Lost

I like to think that in all of us, there is a dreamer.  Not just the kind of dreams that you have when you close your eyes and hit the cherished REM state; not even the dreams that keep you moving through your years, reaching for something a little better than what you have.  The former dissolve into mist when you wake, slipping through your fingers the harder you grasp for them.  The latter are just as wispy, eventually drifting away into adulthood as you settle for what you have, the job that’s not quite what you envisioned, the significant other that falls short of perfection but at least she’s bearable, and still has sex with you once a week or so, and hey, she puts up with your poker nights and your leaving clothes strewn everywhere, so how bad can it be?

I don’t honestly know how many people even have dreams like the ones I still hold onto.  They’re the dreams that drive the writers and filmmakers and comic book readers of the world.  Daydreams, fantasies of being something bigger than life, superhuman, or maybe just more important than you feel. I know that these dreams come from being unhappy, from being insecure or lacking acceptance.  At least, I know that’s true of me.

It’s why I read comic books for 30 plus years, why I still enjoy them when I can afford them.  I think it’s why I was a fan of wrestling (stories of grandfathers aside — why else did I continue to watch until the last year or so?).  It explains my enjoyment of summer popcorm action movies, and my reading choices.

There’s a lot of things that I really don’t like about my life.  Don’t get me wrong; I accept my part in where I’ve ended up to date, and any responsibility that belongs to me for where I end up from here on out.   This isn’t a fists-shaking at the sky and screaming for the reasons why, although I’m more than familiar with that urge.  No, I’m aware and insistent that every action has consequences, and the only way to make your life better is to recognize those reactions and adapt your behavior.

Sometimes, it’s a nice thought that things might just reboot, that you might be able to start over, taking all the lessons you’ve learned from all your mistakes and applying them in a fresh and unknowing situation.  It’s a world where all your sins are erased from memory, and you get that one last chance to be everything that you’ve realized that you wanted to be.  No one holds anything from the past against you, because for one small moment, you’re reborn as a blank slate for the world, and maybe you’ve made enough mistakes that you can live out the rest of your time without making more.

When I watch LOST, I imagine that everyone who watches can see part of themselves in one of the characters.  We want to think that maybe we’re tough and quick like Sawyer, or charismatic and a natural leader like Jack, or that we can turn our lives around for good like Sayid.  I doubt anyone sees themselves in Charlie, or Boone or Shannon (because, fuck, they’re corpses, and how much fun is it to dream you’re dead?), or one of the nameless faces in the background of every episode.

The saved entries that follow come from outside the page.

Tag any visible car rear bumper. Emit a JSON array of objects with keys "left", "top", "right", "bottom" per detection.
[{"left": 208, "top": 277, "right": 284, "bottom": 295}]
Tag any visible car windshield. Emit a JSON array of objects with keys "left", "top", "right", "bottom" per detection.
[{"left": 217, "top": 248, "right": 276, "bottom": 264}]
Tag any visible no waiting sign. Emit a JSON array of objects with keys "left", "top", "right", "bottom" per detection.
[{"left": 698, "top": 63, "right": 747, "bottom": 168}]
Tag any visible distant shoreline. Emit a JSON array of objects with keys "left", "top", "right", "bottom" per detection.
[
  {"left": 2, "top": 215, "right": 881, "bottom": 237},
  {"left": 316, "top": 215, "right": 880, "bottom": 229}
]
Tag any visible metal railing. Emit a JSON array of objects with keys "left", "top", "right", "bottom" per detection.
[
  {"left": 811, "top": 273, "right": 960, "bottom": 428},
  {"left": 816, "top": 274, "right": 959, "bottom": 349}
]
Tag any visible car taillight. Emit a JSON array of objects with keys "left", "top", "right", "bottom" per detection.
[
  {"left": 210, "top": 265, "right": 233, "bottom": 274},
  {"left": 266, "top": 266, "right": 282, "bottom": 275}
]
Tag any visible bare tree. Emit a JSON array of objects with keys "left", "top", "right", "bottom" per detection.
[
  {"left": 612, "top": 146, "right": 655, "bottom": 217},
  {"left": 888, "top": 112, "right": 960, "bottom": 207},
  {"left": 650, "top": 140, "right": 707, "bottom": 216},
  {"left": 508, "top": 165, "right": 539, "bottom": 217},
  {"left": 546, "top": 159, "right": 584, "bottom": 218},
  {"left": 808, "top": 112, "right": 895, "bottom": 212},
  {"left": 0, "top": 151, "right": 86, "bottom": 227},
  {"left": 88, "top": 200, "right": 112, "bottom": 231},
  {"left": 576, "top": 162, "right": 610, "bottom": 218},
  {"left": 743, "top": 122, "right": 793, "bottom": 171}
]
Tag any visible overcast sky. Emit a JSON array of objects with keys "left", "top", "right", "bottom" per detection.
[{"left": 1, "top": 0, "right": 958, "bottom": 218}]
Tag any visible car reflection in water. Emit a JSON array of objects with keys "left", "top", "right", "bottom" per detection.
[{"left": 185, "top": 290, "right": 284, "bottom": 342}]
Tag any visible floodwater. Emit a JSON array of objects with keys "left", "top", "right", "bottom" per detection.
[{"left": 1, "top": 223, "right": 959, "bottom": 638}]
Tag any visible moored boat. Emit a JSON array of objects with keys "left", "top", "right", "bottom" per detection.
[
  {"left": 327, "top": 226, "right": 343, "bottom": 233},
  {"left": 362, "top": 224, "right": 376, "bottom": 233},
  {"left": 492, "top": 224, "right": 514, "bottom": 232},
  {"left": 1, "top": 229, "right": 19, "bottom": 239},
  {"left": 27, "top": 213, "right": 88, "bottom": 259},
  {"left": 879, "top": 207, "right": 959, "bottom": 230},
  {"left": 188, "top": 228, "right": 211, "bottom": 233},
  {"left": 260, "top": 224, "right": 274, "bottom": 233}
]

If you hit the deserted island with 40 other impossibly attractive people, what would you change about yourself?  Would you manage to finally stop being a manipulative person, no longer pulling other people’s strings to get what you want?  Could you stop hurting other people due to your own greed and self-centeredness?  Would you carefully watch the words coming out of your mouth, stopping the lies and the pettiness and all the negative traits you’ve recognized in yourself over the years, and start becoming the person that you have always dreamed of being?

Or are you one of those that believes that we are who we are, and no amount of self-awareness can ever change that, no matter what we hope or dream?

And if you find that you are able to change, are you doing it because it’s what you feel is right, or because it’s what other people want from you?  Does that even matter?

And you say, be still my love
Open up your heart, let the light shine in
Don’t you understand I already have a plan
I’m waiting for my real life to begin
-Colin Hay, “Waiting For My Real Life to Begin”

I think what I hate most about living in this head from day to day is not really knowing a thing about who I am, not believing the good things about myself and not being able to embrace the rest because it’s not what people want to see or hear.

It’s a pretty horrific confusion to have inside.

One thought on “Lost

  1. To bite a line from Dr. Seuss:

    “No one is Youer than You.”

    Accept it before it destroys you. Your friends have. And at least I think you’re pretty groovy being who you are.

    And dammit, you took the idea for my escapist post.